Oh well, another week and another political convention.
The Democratic National Convention convened on Monday night in Philadelphia, the home of the people that boo Santa Claus.
Appropriately enough, the convention began with people booing the invocation. That’s the modern day Democratic Party.
The reason for the boos was the leaked e-mails.
A website, WikiLeaks, published e-mails from party chairman Debbie “Wasserman” Schultz and other officials showing that they favored Hillary Clinton over Senator Bernie Larry David Sanders. This angered many supporters of Sanders who thought it was “not cool”.

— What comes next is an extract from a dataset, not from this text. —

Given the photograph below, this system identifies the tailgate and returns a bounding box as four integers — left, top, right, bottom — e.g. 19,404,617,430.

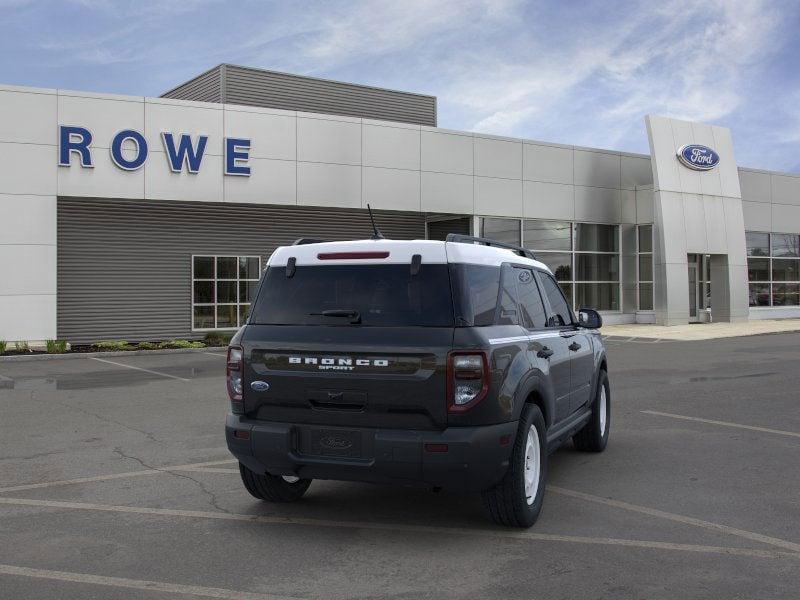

In fact, the e-mails showed Debbie “Wasserman” Schultz tried to become part of the one-per-cent: the one-per-cent of people that have actually seen “Hamilton”. “Hamilton” is a hip-hop Broadway play about Treasury Secretary Alexander Hamilton who was killed in a duel with Vice President Aaron Burr. And you thought 2016 had some dirty politics.
It all sort of, kind of, worked out in the end. Debbie resigned. This didn’t make the Bernie supporters happy because there is so much injustice in the world, man.
Fortunately, First Lady Michelle Obama spoke on Monday Night and reminded people that America has been the greatest country in the world since 2008.
On Tuesday Night, The Democrats trotted out former President Bill Clinton for one of his patented 12-hour speeches where he points his crooked finger, bites his lip, and generally takes credit for inventing every good and perfect thing in life.
However, President Bill’s job, this time, was to “re-introduce” his wife to the American people because while many Americans see Hillary as a she-devil still others see her as an amoral snake. President Bill sought to humanize her in his speech.
“Yeah, I remember the first time I ever saw Hillary. She was sitting in front of me in a class about something, I don’t know what ’cause I was hung over. I would cheat off her paper. Anyway, there she was with her flared bell bottom blue jeans wearing a pair of Dingo boots. She had on these big old glasses. She had that greasy looking blond hair that she hadn’t washed in a week. You’re gonna laugh at this, but she was wearing this big gray t-shirt that had a picture of Snoopy as ‘Joe Cool’ and I don’t think she was wearing a bra. I could always tell about that kind of stuff. She was wearing no makeup unless you count the Clearasil on her pimples. And frankly, she smelled like weed. Boy, she was hot.”
On Wednesday Night, the Democrats brought Vice President Biden, who gave the same speech as Melania Trump did last week. Ha, ha, just a little Joe Biden humor. Biden made the point that Donald Trump doesn’t have the temperament or the experience to become President. By this way, this was also pointed out by Trump’s 4000 opponents in the Republican primaries.
President Obama also spoke. His theme: Everything is awesome. Except when it is not. Then it is not awesome. Together, we can make it awesome. Some people want to make it awesome like it was in the past. While the past is awesome, it can never be as awesome as the future. Therefore, let’s make the future awesome by electing someone from the past who will keep things the way they are: awesome.
Finally, Thursday night came and Hillary’s big moment had finally arrived: her first speech as the first woman ever nominated by a major party to be President.
One problem: the way Hillary gives a speech. Hillary puts a period at the end of every word in a sentence. On top of that, she shouts each word.
The Gettysburg Address by Hillary Clinton: “FOUR. SCORE. AND. SEVEN. YEARS. AGO.”
To be fair, yes, Trump shouts too. Trump’s speeches sound like he has ADD. I halfway expect Trump to say “LOOK! SQUIRREL” in the middle of his speeches.
Hillary’s speech said THAT. THERE. WAS. NOTHING. WE. COULDN’T. DO. TOGETHER. It was such an exciting, history making speech, President Bill was caught snoozing on camera.
So there we have it. America elects either a pompous baboon or a lying weasel.